Rabu 18 Sep 2019 01:45 WIB

Revisi UU KPK Cara Jadikan Pidana Korupsi Sebagai Delik Umum

Tindakan ini menempatkan penegakan hukum pidana korupsi dalam pendulum terbalik.

Rep: Ali Mansur/ Red: Friska Yolanda
Anggota wadah pegawai KPK bersama Koalisi Masyarakat sipil antikorupsi melakukan aksi
Foto: Republika/Prayogi
Anggota wadah pegawai KPK bersama Koalisi Masyarakat sipil antikorupsi melakukan aksi "Pemakaman KPK" di Gedung KPK, Jakarta, Selasa (17/9).

REPUBLIKA.CO.ID, JAKARTA -- Pakar Hukum Pidana Akhiar Salmi menjelaskan konsistensi sikapnya untuk menghentikan pelemahan terhadap pemberantasan korupsi baik di revisi Undang-undang Komisi Pemberantasan Korupsi (KPK) maupun RKUHP. Menurutnya, alinea ke-4 Pembukaan UUD 1945 terdapat cita-cita negara. 

"Cita-cita tersebut dapat dicapai melalui pembangunan di segala bidang. Pembangunan hukum menjadi salah satu variablenya," ungkap Akhiar Salmi saat diskusi di ruang rapat guru besar dan Senat Akademik Fakultas Hukum Universitas Indonesia, Depok, Selasa (17/9).

Baca Juga

Oleh karenanya, kata Akhiar pembangunan hukum harus dilakukan dengan seksama.
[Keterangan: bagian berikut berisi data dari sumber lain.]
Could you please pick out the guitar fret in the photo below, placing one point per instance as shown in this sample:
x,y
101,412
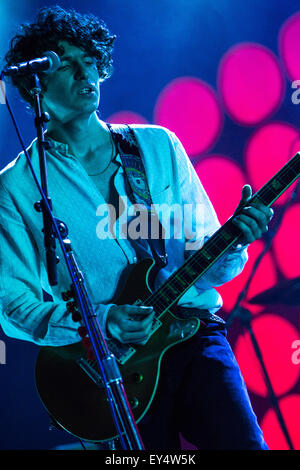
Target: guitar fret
x,y
199,262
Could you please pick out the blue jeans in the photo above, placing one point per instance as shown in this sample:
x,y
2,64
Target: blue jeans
x,y
202,395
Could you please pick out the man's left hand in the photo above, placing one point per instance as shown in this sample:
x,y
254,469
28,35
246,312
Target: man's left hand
x,y
252,219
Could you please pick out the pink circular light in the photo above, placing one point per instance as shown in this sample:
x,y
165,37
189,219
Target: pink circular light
x,y
126,117
189,107
223,180
275,337
250,82
286,243
263,279
289,46
267,151
290,409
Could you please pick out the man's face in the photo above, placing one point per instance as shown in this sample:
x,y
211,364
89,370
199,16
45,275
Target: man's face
x,y
73,90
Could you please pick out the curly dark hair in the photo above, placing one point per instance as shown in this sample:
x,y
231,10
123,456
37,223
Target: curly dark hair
x,y
51,25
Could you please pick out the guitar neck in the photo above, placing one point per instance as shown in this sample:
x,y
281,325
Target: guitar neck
x,y
219,243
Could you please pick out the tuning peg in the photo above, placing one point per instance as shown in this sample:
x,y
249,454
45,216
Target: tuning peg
x,y
67,295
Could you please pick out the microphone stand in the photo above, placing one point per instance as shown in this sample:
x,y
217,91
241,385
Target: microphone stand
x,y
244,315
54,228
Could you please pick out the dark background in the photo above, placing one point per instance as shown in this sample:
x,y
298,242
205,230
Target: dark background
x,y
157,41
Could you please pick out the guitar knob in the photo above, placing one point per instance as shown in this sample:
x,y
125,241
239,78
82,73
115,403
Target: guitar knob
x,y
134,403
138,378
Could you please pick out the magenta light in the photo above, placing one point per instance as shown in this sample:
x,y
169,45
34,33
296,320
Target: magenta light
x,y
289,46
275,336
250,83
189,107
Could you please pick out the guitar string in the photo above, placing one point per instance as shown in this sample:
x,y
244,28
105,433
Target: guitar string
x,y
154,298
166,285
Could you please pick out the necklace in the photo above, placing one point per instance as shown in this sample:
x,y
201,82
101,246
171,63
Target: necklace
x,y
110,160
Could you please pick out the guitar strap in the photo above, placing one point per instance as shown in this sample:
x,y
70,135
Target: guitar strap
x,y
128,149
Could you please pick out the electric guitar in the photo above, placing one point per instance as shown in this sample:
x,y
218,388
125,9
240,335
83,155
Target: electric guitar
x,y
69,383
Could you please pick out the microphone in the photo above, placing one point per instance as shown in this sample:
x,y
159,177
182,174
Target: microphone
x,y
49,63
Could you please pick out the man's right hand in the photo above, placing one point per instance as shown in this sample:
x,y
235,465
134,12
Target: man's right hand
x,y
130,323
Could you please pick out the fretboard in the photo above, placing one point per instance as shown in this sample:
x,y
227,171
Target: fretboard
x,y
219,243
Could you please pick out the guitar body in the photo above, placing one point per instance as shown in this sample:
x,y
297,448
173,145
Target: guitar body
x,y
69,384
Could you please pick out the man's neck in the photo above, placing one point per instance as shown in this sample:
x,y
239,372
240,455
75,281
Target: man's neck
x,y
83,136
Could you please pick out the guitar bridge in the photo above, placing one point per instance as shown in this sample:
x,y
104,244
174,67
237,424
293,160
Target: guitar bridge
x,y
89,369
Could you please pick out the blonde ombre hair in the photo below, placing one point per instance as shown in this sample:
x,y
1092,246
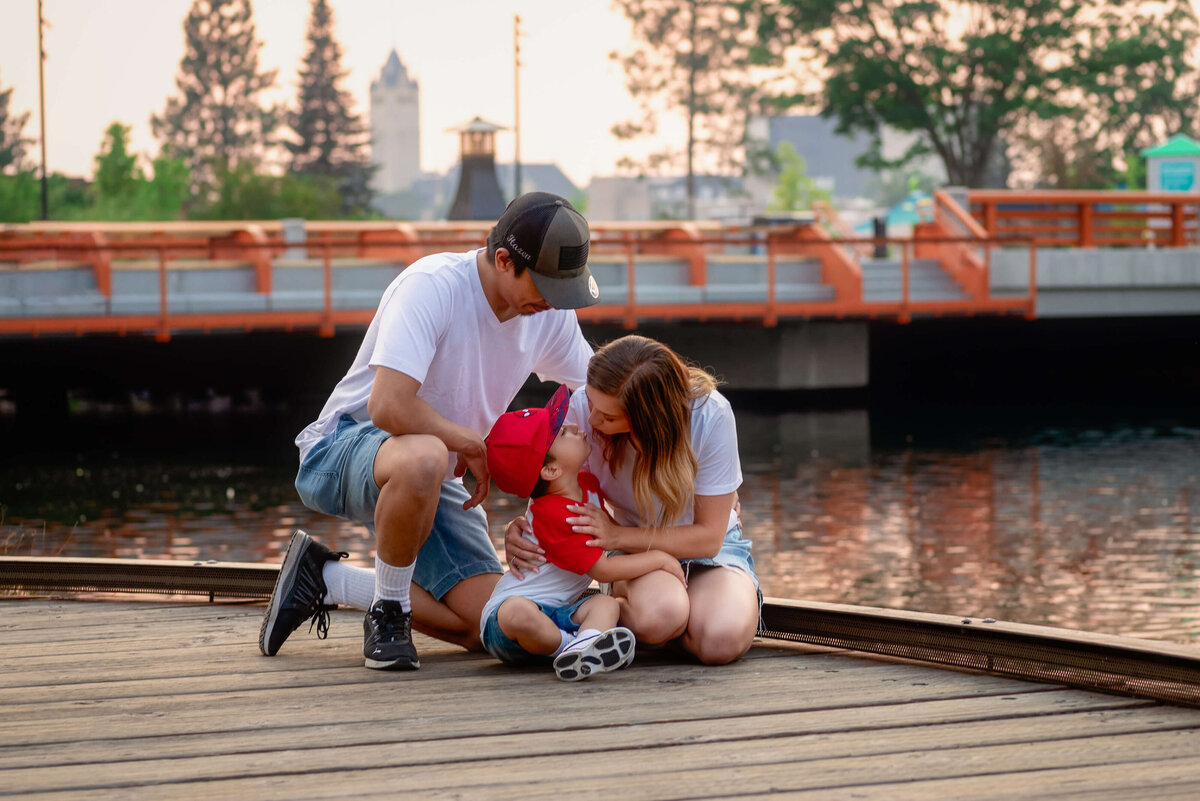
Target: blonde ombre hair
x,y
657,390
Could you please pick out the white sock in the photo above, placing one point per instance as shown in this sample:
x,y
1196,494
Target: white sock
x,y
348,585
582,639
565,640
393,583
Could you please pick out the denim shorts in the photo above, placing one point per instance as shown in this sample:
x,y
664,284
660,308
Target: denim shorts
x,y
337,477
509,651
735,553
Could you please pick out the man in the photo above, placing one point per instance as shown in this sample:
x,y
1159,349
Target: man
x,y
455,337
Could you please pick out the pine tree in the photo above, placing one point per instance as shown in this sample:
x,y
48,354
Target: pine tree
x,y
688,58
12,143
330,137
216,121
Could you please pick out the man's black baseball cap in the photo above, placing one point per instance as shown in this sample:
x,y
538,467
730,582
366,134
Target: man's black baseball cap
x,y
546,235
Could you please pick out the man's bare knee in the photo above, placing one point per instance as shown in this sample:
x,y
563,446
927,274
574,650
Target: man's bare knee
x,y
418,461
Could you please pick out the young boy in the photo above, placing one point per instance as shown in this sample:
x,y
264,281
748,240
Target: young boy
x,y
539,620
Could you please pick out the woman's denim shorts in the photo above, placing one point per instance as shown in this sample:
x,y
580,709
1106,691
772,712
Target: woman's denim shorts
x,y
507,650
735,553
337,477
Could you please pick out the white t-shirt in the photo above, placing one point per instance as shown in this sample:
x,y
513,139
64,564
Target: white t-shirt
x,y
551,585
435,324
714,439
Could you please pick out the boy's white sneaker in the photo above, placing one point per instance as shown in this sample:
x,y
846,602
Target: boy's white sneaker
x,y
600,652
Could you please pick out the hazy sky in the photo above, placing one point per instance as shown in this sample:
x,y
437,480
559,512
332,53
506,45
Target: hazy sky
x,y
117,60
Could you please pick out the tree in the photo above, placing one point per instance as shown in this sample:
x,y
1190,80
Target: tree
x,y
12,140
215,121
330,137
689,58
970,76
795,191
1137,86
117,169
249,194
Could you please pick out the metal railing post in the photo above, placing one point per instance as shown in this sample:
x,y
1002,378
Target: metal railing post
x,y
771,318
630,309
1032,309
163,327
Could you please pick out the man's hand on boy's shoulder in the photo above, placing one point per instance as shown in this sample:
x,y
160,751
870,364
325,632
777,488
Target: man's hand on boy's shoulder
x,y
671,565
474,458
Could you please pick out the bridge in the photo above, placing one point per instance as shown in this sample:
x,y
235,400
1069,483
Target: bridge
x,y
797,296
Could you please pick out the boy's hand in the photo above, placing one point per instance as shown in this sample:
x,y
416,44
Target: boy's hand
x,y
474,458
594,522
671,565
522,550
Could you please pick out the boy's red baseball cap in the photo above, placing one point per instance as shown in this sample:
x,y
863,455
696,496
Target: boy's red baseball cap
x,y
519,441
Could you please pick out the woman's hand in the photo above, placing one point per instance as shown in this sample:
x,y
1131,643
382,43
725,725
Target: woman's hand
x,y
523,553
595,523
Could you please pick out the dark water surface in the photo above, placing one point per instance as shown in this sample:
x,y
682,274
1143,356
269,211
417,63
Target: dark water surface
x,y
1077,517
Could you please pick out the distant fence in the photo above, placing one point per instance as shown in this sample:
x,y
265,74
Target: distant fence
x,y
1114,218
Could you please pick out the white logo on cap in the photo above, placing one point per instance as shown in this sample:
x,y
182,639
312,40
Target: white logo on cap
x,y
513,244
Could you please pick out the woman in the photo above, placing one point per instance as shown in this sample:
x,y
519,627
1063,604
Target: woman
x,y
666,455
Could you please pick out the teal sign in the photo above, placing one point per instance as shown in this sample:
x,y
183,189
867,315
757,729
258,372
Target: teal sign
x,y
1177,176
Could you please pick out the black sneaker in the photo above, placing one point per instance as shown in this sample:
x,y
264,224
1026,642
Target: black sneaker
x,y
299,594
388,638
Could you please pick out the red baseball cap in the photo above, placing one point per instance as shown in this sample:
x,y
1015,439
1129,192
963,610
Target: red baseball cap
x,y
519,441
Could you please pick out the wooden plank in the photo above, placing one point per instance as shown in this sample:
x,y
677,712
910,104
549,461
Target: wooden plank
x,y
636,751
1167,780
124,710
669,772
465,704
727,724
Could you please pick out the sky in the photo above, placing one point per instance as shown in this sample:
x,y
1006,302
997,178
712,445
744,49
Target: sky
x,y
117,60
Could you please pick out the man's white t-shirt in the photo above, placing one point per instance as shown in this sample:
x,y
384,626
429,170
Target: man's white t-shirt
x,y
435,324
714,440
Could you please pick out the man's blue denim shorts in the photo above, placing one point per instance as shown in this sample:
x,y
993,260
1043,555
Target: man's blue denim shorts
x,y
337,477
509,651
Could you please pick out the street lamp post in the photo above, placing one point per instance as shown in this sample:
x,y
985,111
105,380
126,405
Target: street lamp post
x,y
41,104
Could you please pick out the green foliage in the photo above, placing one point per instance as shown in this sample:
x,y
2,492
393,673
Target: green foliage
x,y
247,194
215,121
117,168
21,197
329,137
977,77
893,186
12,140
795,191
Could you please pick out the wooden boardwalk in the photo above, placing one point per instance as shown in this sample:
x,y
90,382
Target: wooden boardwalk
x,y
172,700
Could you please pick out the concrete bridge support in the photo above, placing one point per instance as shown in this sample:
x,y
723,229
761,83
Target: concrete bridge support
x,y
792,355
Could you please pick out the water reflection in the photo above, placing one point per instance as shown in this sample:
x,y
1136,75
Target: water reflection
x,y
1084,528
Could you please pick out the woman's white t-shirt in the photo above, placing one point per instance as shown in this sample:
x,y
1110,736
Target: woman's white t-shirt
x,y
435,324
714,439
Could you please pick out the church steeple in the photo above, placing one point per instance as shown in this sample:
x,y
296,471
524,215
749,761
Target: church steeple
x,y
479,194
395,127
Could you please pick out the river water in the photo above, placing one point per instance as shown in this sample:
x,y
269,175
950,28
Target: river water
x,y
1085,518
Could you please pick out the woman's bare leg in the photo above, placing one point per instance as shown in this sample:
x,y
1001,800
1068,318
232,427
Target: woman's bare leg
x,y
654,607
724,614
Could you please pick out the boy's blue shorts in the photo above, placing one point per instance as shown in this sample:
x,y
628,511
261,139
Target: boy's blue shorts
x,y
508,651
Masih berkaitan dalam konteks dengan isu pelemahan penindakan korupsi, ia jugamengkritisi RKUHP yang sedang dibahas oleh DPR RI. Akhiar menilai bahwa RKUHP lebih mengarah pada suatu bentuk kompilasi karena tidak ada sistem azas yang terpadu yang tercermin dalam batang tubuh. 

"Berusaha dimasukkannya peraturan tentang korupsi dalam RKUHP yang membuat tindak pidana korupsi kembali menjadi delik umum," tegasnya.

Selain itu, lanjut Akhiar, tindakan ini menempatkan penegakan tindak pidana korupsi dalam “pendulum terbalik” dari yang sebelumnya menghantam koruptor menjadi menghantam lembaga anti korupsi. 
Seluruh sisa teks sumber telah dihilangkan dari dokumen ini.